This manoeuvring is all part of the Liberal plan, which is to isolate the NDP and go toe to toe with Patrick Brown and the PC’s on the future vision for Ontario. The Liberals are using the power of government to their full advantage to deprive the NDP and Tories of any exposure to promote their competing plans. In politics, controlling the public agenda forces your opponents to respond to you thus robbing them of any advantage they may gain in setting out new policies.
PC leader Patrick Brown is still struggling to be recognized as well, although he and the Ontario PC’s have not been hiding since Brown replaced Tim Hudak as leader. The Conservative Party has been on a mission to raise money and they’ve done a great job at it, and now sit with the most money to spend.
Last week Brown introduced his Accountability and Ethics Action Plan, essentially saying “we will be better at government than these guys.” Expect this to be the focus until they hold a policy conference in late November.
Offering up the PC plan for Ontario will end their free ride of being a place for Ontarians to park their vote until they start paying attention. The PC party’s recent history of creating policy that scares voters back to the Liberals has been kept in check so far under Brown but grassroots policy initiatives could quickly undo that.
Brown has not escaped some controversy as his stumble on sex-ed in the Scarborough-Rouge River by-election showed he still needs to get everyone on the same page. He also was dealt a setback when his favoured candidate lost the nomination in Niagara West-Glanbrook to a 19-year-old political rookie. Additionally, controversy over recent nomination battles in Ottawa and in the GTA has forced him to bring outside, independent monitors for future contests.
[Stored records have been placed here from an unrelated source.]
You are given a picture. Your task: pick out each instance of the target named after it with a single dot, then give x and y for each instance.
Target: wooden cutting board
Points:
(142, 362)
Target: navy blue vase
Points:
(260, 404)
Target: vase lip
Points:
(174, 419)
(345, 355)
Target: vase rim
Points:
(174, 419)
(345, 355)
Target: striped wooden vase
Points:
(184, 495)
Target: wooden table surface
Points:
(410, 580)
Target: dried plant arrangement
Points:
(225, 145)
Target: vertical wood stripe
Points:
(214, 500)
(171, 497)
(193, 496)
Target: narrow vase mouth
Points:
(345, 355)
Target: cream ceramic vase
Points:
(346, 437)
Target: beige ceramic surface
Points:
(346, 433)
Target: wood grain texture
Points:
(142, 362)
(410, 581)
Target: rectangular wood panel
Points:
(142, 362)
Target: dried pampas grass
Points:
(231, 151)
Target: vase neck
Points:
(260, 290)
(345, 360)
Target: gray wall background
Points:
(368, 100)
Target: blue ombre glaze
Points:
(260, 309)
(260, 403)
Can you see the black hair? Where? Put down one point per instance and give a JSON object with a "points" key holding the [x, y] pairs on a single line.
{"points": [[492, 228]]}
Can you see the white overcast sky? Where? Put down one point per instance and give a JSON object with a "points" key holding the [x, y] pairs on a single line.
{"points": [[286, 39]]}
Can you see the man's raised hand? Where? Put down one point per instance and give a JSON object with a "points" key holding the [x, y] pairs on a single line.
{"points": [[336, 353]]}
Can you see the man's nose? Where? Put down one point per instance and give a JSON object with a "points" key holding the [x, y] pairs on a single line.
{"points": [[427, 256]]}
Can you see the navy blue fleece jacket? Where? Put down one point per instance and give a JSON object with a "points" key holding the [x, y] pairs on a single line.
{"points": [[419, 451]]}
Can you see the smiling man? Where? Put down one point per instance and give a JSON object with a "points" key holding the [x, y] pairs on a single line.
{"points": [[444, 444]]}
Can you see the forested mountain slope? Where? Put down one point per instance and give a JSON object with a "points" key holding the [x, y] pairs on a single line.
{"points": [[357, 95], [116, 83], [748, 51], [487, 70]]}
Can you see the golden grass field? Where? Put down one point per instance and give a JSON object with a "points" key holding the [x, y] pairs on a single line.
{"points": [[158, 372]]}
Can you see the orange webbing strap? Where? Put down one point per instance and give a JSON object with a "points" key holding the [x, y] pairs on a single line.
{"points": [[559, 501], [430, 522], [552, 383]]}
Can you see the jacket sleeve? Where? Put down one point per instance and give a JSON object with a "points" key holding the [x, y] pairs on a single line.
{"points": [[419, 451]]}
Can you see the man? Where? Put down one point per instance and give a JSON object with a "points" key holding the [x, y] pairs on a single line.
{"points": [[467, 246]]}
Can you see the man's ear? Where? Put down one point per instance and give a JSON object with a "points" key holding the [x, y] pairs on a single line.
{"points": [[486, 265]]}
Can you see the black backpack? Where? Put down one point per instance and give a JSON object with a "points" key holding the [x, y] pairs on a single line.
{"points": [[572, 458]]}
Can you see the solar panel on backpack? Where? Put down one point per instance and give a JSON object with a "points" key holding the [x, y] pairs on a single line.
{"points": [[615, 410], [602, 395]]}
Finally, both the NDP and PCs are leaderless at the federal level, which makes it harder for provincial party leaders to get noticed. Without a strong federal leader who can attract media attention, those down ballot have a harder time to get the party’s brand in front of voters. Expect this to change in the fall when both parties elect their leaders and gain considerable media exposure that will trickle down to the provincial parties.
All this to say, those writing Wynne’s political obituary might want to hold off for a while yet. As they say, a year is a really long time in politics.